Ben Ely, director of communications for Delta Chi International said that while the investigation is still ongoing on their end, the chapter has been placed on “Level 5 Corrective Action.”

“Level 5 Corrective Action shall require the suspension of the charter and the cessation of operation of the chapter as it then exists,” Delta Chi’s fall 2013 quarterly issue reads.

Ely said the appeals process on the international fraternity level is ongoing and the timeline for a deadline is not set at this time.

Since the university has removed recognition from the chapter, they are not allowed to participate in any Greek life events on campus or anything else that may require university recognition to participate in.

However, Lesen says that under the First Amendment, the group has the freedom to assemble off-campus and without any university assistance or resources.

“Things like this break my heart because most of our Greek organizations do great things.

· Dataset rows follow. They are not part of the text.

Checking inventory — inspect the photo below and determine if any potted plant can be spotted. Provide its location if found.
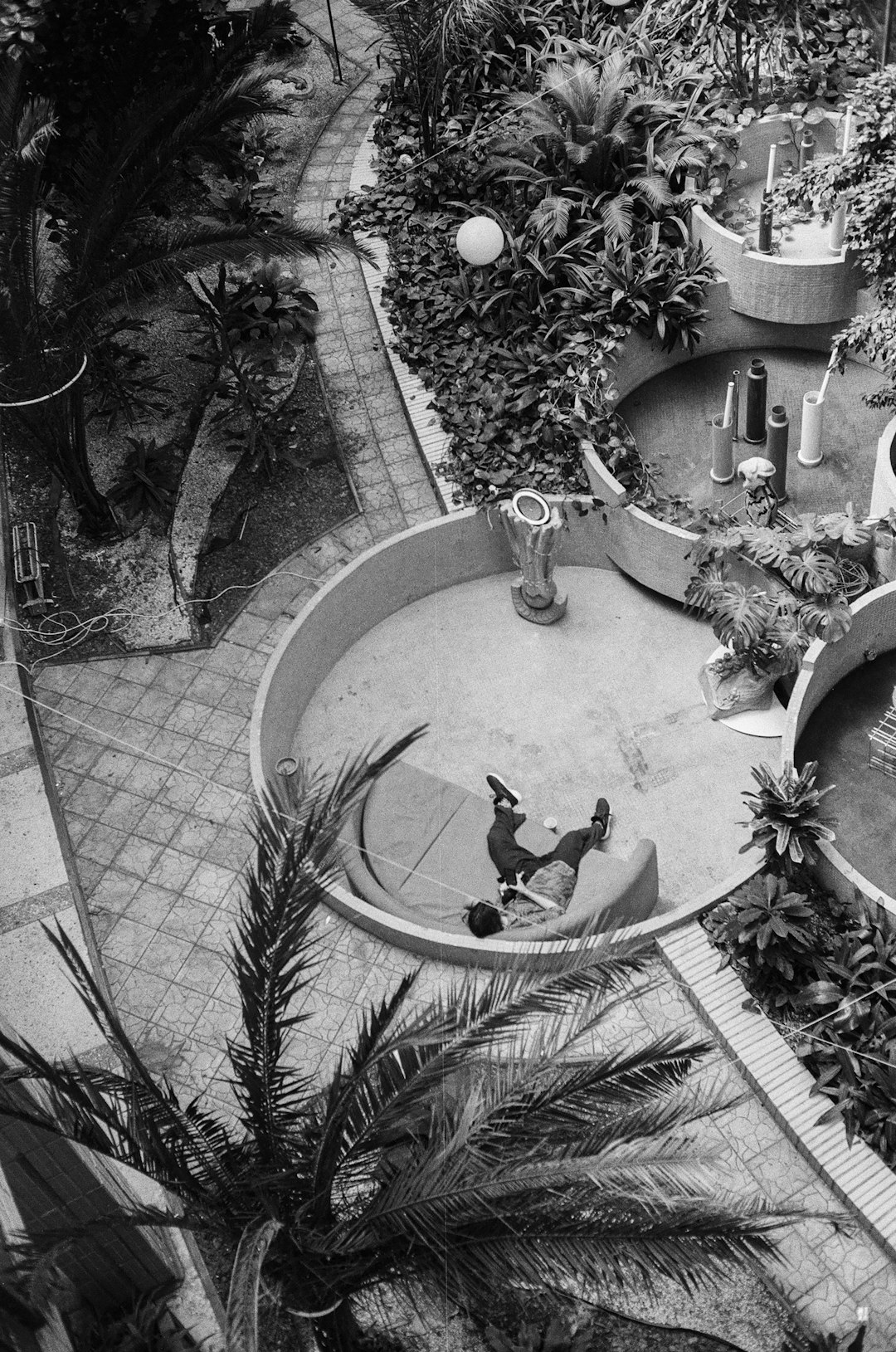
[685,568,810,718]
[686,514,872,643]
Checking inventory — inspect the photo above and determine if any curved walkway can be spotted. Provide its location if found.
[2,0,896,1352]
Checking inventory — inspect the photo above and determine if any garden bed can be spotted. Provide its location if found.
[4,29,361,660]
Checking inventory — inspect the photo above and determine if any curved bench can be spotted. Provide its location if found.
[336,761,660,942]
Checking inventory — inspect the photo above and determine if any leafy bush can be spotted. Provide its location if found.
[485,1314,595,1352]
[705,873,825,1008]
[110,437,180,516]
[741,761,836,877]
[796,903,896,1165]
[86,319,172,432]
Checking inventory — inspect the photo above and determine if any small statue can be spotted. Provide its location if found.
[738,456,778,526]
[499,488,567,625]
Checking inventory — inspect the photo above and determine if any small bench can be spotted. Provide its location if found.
[342,761,660,942]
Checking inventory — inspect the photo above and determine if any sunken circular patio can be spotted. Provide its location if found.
[251,501,780,965]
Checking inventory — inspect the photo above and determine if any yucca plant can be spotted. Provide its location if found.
[0,729,792,1352]
[741,761,836,877]
[354,0,508,155]
[483,49,709,245]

Phi Mu just raised over $7,000 for Children’s Miracle Network,” Lesen said. “It puts a stain on the entire community and they don’t deserve that. It plays into a stereotype that is typically not accurate. It’s very frustrating and disappointing and heartbreaking when things like that happen.”

According to Lesen, the anonymous sender that tipped off university officials and The State Hornet, among other media organizations, remained anonymous throughout the entire process.

“Without that person, it would’ve taken us longer to find out,” Lesen said. “I still maintain we would’ve found out.”

RELATED: Investigation into Sac State fraternity continues

The anonymous sender’s first email was sent to Sac State administrators and The State Hornet  January 28, and included a picture of what was described as “Delta Chi members participating in a simulation of what appears to be ‘the elephant walk,’ a form of known hazing in fraternities.”

The “elephant walk” is a hazing ritual where potential members of a fraternity stand in a line and are made to grab the genitals of the person behind them.

Baron Nguyen, a former Sac State student and Delta Chi member, identified himself as one of the individuals in the photo. According to Nguyen, the photo was taken during a 2015 event in the Academic Information Resource Center where fraternity members showed pledges examples of hazing in what was meant to be an “educational” moment.

The official recorded logs show that Delta Chi was given a warning for hazing misconduct in fall 2015, the semester in which Nguyen said the photograph sent to the university and The State Hornet was taken.

RELATED: Former fraternity member denies anonymous hazing allegations against chapter

Fall 2015 was also Delta Chi’s first semester of renewed recognition by Sac State after a period of suspension surrounding an unspecified violation of rules. According to a California Public Records Act request filed by The State Hornet in 2018, the violation was said to include hazing and alcohol use.

The fraternity was issued a warning again in fall 2015 when pledging members of Delta Chi in its first semester back were mandated to wear fraternity pins at all times unless in the middle of one of the five “S’s,” “Shower, sweat, sleep, sex, sh*t.”

The State Hornet received a second anonymous email on Feb. 8. Included in the email was a video of an alleged Delta Chi member gagged and tied to a table, alleged by the sender to have been “kidnapped” as part of a hazing ritual in 2017.

Delta Chi received a notice from SO&L that same day to cease and desist all campus activities after campus administration became aware of the video via The State Hornet, according to Lesen.

The allegations of hazing against Delta Chi received international attention with stories published by The New York Post, the New York Daily News, The Sacramento Bee and The Daily Mail.

This story was updated March 26, with comments from Beth Lesen, Sac State associate vice president for student affairs and dean of students, and Ben Ely, communications director for Delta Chi international.